Custom-Edit: Text-Guided Image Editing with Customized Diffusion Models
Jooyoung Choi, Yunjey Choi, Yunji Kim, Junho Kim, Sungroh Yoon
TL;DR
This work tackles the challenge of precise user-concept editing in text-to-image diffusion by introducing Custom-Edit, a two-step approach that first customizes a model on a few reference images using language-focused parameters and augmented prompts, then performs text-guided edits with P2P or Null-text Inversion. The key idea is to optimize only language-relevant components (cross-attention keys/values and a rare token) while applying prior-preservation to maintain general language grounding. The authors provide a concrete recipe for customization and editing, compare against baselines like Textual Inversion and Dreambooth, and demonstrate improved reference fidelity with preserved source structure across multiple datasets and editing strengths. The work offers a practical path to high-fidelity, reference-guided edits with limited references and discusses trade-offs, limitations, and future extensions to more capable text encoders and grounding-enabled models.
Abstract
Text-to-image diffusion models can generate diverse, high-fidelity images based on user-provided text prompts.
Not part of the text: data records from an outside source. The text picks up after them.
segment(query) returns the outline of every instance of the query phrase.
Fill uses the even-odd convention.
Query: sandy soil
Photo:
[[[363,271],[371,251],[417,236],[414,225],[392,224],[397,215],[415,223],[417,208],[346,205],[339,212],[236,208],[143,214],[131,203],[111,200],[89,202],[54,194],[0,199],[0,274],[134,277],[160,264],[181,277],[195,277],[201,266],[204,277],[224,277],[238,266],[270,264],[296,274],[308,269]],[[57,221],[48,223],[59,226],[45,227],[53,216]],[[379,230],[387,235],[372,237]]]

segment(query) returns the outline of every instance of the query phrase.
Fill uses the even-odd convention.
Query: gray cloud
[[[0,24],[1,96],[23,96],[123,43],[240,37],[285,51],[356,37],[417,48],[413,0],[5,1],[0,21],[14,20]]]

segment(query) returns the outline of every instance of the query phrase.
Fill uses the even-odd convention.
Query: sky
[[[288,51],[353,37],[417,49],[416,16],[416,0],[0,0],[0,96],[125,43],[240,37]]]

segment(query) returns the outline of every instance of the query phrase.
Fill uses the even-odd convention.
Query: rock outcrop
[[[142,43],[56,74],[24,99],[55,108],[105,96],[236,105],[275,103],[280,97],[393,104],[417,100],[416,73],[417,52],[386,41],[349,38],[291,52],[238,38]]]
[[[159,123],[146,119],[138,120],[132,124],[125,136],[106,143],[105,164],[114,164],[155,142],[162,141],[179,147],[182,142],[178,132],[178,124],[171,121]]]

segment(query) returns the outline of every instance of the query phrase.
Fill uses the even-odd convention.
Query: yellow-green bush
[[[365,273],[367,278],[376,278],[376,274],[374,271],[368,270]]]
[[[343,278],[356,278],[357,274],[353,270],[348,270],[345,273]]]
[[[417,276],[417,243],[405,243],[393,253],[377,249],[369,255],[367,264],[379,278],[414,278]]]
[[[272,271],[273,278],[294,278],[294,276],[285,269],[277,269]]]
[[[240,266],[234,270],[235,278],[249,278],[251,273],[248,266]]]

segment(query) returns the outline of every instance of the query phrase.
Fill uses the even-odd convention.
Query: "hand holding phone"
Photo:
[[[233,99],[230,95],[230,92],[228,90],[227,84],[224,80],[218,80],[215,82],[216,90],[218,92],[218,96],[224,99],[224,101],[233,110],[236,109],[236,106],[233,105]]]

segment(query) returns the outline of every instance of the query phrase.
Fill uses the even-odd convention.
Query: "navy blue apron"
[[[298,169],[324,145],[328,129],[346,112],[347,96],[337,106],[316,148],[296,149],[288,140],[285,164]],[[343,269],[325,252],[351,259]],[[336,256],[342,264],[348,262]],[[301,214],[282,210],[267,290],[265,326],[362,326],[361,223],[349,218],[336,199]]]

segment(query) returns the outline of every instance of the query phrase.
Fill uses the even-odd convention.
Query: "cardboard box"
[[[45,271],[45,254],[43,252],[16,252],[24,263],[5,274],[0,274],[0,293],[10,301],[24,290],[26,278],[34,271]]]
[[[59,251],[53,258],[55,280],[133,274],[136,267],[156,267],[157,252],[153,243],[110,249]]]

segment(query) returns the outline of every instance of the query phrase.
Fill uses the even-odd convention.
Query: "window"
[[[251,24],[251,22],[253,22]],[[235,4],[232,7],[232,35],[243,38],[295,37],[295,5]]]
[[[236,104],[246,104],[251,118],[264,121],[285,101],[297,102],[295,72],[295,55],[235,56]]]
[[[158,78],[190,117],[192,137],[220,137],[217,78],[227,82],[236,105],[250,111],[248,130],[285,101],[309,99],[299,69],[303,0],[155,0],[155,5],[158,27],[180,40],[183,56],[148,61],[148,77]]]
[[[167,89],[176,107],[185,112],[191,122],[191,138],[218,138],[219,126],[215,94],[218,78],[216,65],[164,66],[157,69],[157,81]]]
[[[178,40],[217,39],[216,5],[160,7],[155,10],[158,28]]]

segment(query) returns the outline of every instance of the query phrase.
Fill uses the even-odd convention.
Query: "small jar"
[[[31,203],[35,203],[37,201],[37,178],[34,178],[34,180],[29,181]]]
Recent research has extended these models to support text-guided image editing. While text guidance is an intuitive editing interface for users, it often fails to ensure the precise concept conveyed by users. To address this issue, we propose Custom-Edit, in which we (i) customize a diffusion model with a few reference images and then (ii) perform text-guided editing. Our key discovery is that customizing only language-relevant parameters with augmented prompts improves reference similarity significantly while maintaining source similarity. Moreover, we provide our recipe for each customization and editing process. We compare popular customization methods and validate our findings on two editing methods using various datasets.